Frontman di una rock band che inizia a farsi notare, DYLAN MINNETTE è diventato una star in tv con la serie Tredici. Da cui c’è sempre da imparare

- Testo di GIANMARIA TAMMARO

In ascesa libera: dopo il debutto col singolo Pleaser un anno fa, con cui hanno raggiunto il secondo posto nella classifica Spotify Global Viral 50, il mese scorso i Wallows hanno pubblicato il loro primo Ep.

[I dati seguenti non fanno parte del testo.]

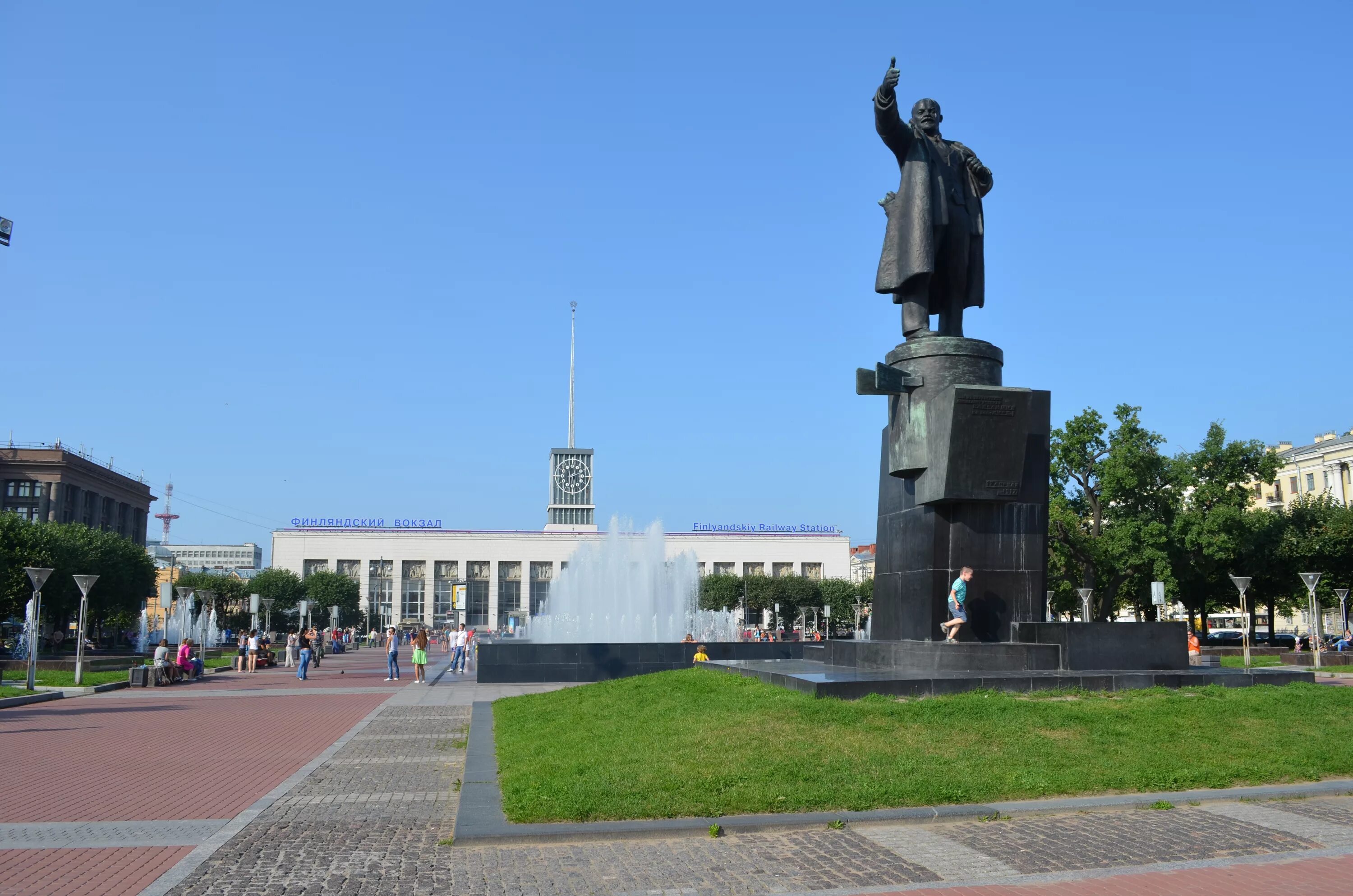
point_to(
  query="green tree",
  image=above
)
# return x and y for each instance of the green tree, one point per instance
(329, 589)
(720, 592)
(1211, 530)
(125, 570)
(841, 595)
(283, 587)
(1110, 510)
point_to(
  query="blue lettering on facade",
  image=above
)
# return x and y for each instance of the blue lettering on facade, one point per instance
(363, 523)
(770, 528)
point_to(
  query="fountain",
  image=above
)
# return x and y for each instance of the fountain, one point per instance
(22, 641)
(623, 591)
(144, 633)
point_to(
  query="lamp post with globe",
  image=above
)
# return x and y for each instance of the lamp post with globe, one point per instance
(1241, 584)
(1343, 593)
(1312, 580)
(37, 576)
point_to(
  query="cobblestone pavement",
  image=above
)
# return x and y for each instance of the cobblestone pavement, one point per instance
(374, 814)
(378, 815)
(130, 802)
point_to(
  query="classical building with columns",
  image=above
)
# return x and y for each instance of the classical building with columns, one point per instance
(55, 484)
(1321, 468)
(412, 576)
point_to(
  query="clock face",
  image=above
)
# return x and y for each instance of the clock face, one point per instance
(571, 476)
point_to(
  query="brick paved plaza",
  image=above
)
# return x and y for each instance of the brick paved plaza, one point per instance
(348, 784)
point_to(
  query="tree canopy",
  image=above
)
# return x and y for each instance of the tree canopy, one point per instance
(1123, 515)
(125, 570)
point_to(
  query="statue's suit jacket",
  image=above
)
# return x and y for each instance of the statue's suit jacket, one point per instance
(922, 206)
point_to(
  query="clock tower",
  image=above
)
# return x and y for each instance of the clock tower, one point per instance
(571, 507)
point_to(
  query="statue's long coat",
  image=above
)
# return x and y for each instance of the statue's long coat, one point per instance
(920, 206)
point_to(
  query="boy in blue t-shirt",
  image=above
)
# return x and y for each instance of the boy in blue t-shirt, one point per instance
(957, 604)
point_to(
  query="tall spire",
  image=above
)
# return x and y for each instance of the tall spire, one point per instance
(573, 336)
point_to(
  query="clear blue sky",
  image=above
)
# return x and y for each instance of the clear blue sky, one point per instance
(317, 259)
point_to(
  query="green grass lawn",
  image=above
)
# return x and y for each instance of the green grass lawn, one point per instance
(1238, 662)
(700, 742)
(57, 679)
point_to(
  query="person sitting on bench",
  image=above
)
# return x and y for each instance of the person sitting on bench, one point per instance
(187, 662)
(166, 672)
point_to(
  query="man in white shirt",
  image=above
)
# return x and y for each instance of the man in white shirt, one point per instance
(458, 660)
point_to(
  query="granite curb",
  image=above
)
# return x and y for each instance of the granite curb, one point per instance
(42, 696)
(481, 819)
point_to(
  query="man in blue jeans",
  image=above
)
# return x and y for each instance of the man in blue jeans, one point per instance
(458, 660)
(957, 606)
(393, 654)
(304, 642)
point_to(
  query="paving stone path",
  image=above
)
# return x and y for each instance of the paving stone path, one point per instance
(373, 814)
(377, 819)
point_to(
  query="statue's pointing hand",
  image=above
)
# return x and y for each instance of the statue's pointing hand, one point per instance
(891, 79)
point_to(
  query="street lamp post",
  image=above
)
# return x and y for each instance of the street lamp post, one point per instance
(184, 595)
(1243, 584)
(37, 576)
(86, 583)
(1312, 580)
(209, 603)
(1086, 603)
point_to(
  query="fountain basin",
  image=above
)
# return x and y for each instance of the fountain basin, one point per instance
(501, 662)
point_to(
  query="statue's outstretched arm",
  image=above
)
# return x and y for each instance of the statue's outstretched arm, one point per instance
(888, 122)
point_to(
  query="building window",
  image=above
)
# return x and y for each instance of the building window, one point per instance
(477, 593)
(509, 591)
(410, 606)
(381, 591)
(540, 577)
(444, 574)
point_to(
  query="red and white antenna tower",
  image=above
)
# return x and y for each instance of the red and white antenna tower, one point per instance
(167, 516)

Si intitola Spring e il giovane trio rock di Los Angeles lo sta giusto portando in tour negli Usa, mentre il frontman ritorna − attesissim­o − in tv: si tratta infatti di Dylan Minnette, 21 anni, protagonis­ta della serie- evento Tredici, di cui Netflix manderà in onda la seconda stagione a partire dal 18 maggio.

Riassunto delle puntate precedenti: Dylan Minnette interpreta Clay, un giovane innamorato di una ragazza (Hannah) che si suicida all’improvviso e dalla quale riceverà tredici nastri audio dopo la sua morte. Ogni nastro racconta una storia. Tutti insieme raccontano la verità di Hannah. Clay vuole capirla fino in fondo e, pur di riuscirci, è pronto a tutto.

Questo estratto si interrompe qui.